Claudius is discussing the recent "mad" behavior of Hamlet with the members of the court. He points out the necessity of restraining Hamlet, who has become dangerous. Claudius knows Hamlet cannot be punished in a court of law, since the "distracted multitude" of people in the court love Hamlet and will avoid punishing him. At this point, Rosencrantz enters and tells the King that Hamlet refuses to reveal where he has hidden Polonius' body. Hamlet is then brought in.

In answer to the King's questions, Hamlet replies that Polonius is at supper. He qualifies this answer by explaining that the worms are feeding on Polonius. Claudius persists in questioning Hamlet regarding the whereabouts of Polonius' corpse. Hamlet satirically answers that Claudius' messengers should go to Heaven in search of Polonius; he says if he is not found there, perhaps Claudius can look for him in Hell.

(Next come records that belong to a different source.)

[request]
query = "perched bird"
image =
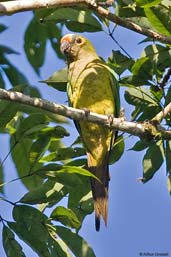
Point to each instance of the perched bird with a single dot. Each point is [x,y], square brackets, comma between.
[92,86]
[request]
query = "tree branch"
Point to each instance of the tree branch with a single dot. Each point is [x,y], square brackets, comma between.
[143,130]
[10,7]
[163,113]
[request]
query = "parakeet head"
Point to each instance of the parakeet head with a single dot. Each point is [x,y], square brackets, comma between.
[75,47]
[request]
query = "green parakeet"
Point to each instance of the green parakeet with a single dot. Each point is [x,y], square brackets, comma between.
[93,86]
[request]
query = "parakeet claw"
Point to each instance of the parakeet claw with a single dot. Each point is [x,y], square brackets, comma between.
[86,111]
[110,119]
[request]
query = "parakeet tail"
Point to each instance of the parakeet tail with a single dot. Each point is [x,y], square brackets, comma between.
[99,189]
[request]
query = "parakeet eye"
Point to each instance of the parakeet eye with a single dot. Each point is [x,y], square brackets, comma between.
[79,40]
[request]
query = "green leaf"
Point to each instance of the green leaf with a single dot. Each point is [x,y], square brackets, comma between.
[120,62]
[169,184]
[1,178]
[55,170]
[64,153]
[35,44]
[11,246]
[20,156]
[139,96]
[34,228]
[76,243]
[37,149]
[30,226]
[147,3]
[117,150]
[75,19]
[2,27]
[159,18]
[45,193]
[152,160]
[58,80]
[66,216]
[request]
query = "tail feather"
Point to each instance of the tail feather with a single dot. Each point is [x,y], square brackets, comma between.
[100,190]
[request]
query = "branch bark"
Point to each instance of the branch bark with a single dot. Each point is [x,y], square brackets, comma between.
[10,7]
[143,130]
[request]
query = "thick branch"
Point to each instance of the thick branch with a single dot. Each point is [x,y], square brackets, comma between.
[10,7]
[141,130]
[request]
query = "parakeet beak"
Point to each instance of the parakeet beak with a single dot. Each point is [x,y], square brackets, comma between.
[65,46]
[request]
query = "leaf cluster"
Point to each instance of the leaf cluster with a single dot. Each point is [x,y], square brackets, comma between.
[52,171]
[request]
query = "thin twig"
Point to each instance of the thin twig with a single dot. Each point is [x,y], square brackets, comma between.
[10,7]
[142,130]
[165,79]
[163,113]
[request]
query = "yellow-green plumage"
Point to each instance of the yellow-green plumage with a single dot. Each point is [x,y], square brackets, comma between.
[92,87]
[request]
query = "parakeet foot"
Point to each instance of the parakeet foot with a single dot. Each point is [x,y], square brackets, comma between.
[86,111]
[110,119]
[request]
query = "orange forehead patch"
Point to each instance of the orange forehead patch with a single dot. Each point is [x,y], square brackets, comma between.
[67,38]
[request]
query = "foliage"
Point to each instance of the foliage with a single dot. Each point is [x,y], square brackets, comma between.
[52,171]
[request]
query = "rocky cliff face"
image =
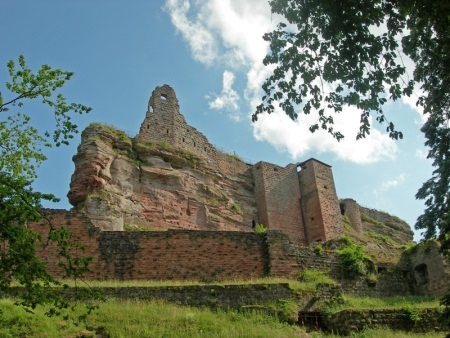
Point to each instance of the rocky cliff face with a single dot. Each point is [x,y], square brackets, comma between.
[121,184]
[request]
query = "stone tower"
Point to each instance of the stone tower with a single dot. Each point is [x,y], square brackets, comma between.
[320,205]
[164,123]
[299,200]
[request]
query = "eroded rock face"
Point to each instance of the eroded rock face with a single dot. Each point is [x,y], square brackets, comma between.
[121,184]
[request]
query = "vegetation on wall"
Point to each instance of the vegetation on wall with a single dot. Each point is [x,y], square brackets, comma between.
[354,259]
[21,154]
[260,228]
[325,57]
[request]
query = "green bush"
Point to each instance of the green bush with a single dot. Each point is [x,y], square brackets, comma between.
[318,250]
[411,313]
[235,208]
[354,259]
[165,145]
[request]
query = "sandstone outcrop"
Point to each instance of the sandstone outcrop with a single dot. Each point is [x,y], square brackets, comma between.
[122,184]
[170,177]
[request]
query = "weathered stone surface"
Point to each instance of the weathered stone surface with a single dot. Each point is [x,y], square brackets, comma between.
[170,177]
[125,185]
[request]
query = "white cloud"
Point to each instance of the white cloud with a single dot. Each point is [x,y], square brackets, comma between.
[295,138]
[228,33]
[393,183]
[200,40]
[228,98]
[420,154]
[389,184]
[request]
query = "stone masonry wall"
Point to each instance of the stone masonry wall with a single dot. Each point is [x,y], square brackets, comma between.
[350,208]
[217,255]
[165,255]
[429,270]
[350,321]
[282,202]
[278,199]
[321,213]
[164,123]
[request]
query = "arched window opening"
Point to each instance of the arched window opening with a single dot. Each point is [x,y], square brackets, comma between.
[421,274]
[342,207]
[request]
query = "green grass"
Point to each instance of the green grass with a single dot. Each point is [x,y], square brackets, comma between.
[294,284]
[144,319]
[309,279]
[397,302]
[380,333]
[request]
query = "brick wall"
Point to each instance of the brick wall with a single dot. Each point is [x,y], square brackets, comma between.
[349,321]
[178,254]
[350,208]
[219,255]
[321,213]
[429,270]
[278,199]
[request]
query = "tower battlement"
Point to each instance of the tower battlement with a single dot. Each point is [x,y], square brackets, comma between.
[299,199]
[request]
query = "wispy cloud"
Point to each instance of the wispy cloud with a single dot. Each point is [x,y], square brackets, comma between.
[228,99]
[420,154]
[390,184]
[228,34]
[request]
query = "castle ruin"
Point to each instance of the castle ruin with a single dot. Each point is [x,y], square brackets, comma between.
[299,199]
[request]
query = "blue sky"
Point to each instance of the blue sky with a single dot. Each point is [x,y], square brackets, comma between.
[210,52]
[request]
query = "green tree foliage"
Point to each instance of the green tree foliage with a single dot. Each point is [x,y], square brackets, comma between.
[21,154]
[331,54]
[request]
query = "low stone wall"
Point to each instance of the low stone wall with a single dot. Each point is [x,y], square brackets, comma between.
[212,296]
[348,321]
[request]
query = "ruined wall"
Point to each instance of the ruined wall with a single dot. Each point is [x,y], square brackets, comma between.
[320,206]
[346,322]
[429,270]
[350,208]
[223,255]
[277,193]
[287,259]
[163,255]
[164,123]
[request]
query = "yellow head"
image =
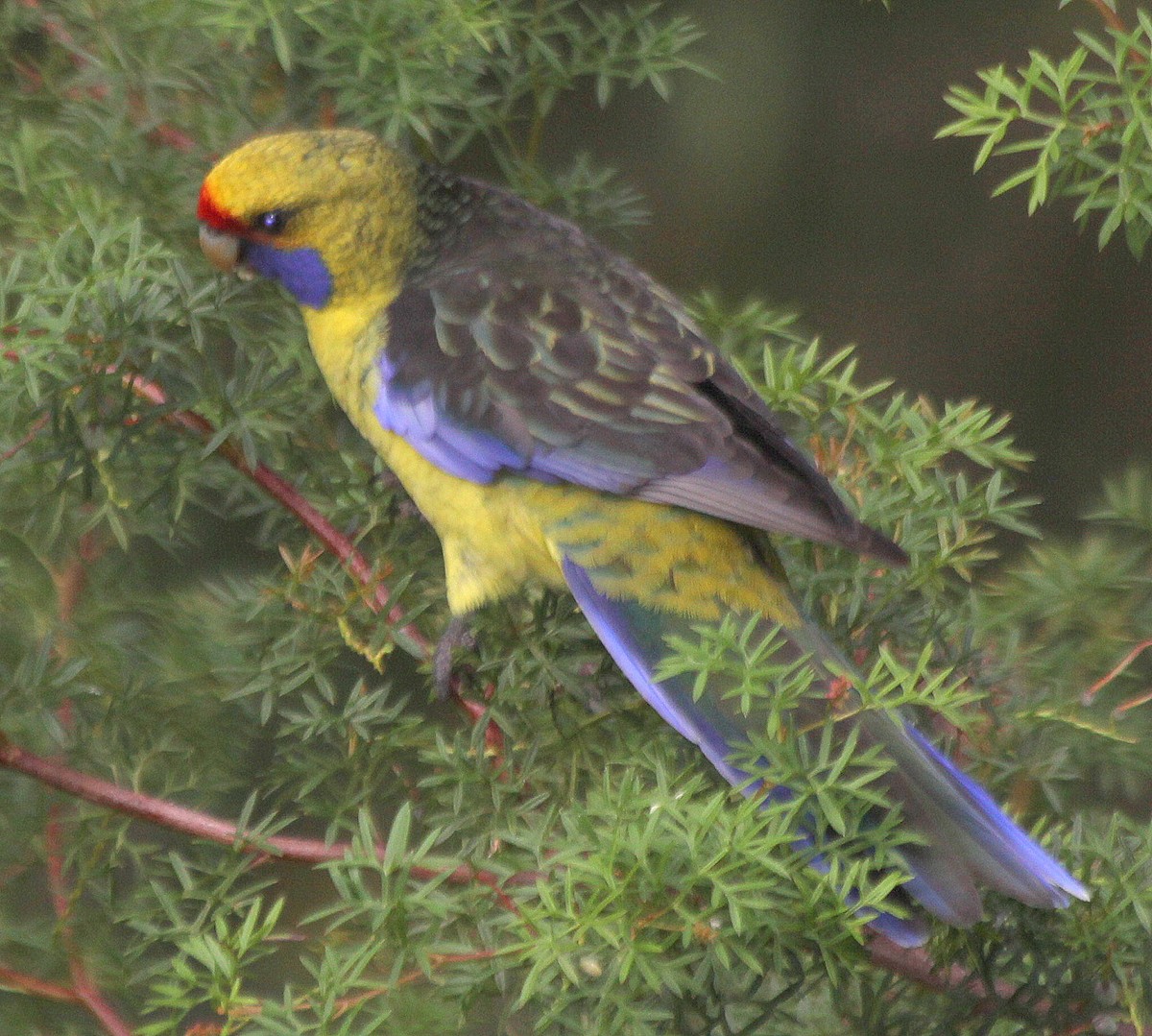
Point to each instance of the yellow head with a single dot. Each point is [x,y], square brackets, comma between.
[331,214]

The King then tells Hamlet that he must at once proceed to England for his own good. Hamlet calmly accepts this news and leaves. The King then orders Rosencrantz and Guildenstern to follow Hamlet and make sure he boards the ship. Alone, the King voices the details of his scheme to dispose of Hamlet. He has written a letter to the English rulers to make sure Hamlet does not leave England alive.

Notes

It is obvious that Hamlet is still in control of his mental faculties as he taunts the king and teases about the corpse of Polonius; however, it is also obvious that he is not in control of the situation any longer. He seems preoccupied with death and morbidity; indeed, it almost seems he verges on real madness. He must know why it is that Claudius wants to send him away, yet he readily acquiesces.

The purpose of the scene is primarily to advance the plot and reveal Claudius' overt plans to protect himself. In a well-placed soliloquy after gaining the upper hand, Claudius speaks aloud about the murder he has planned for his nephew.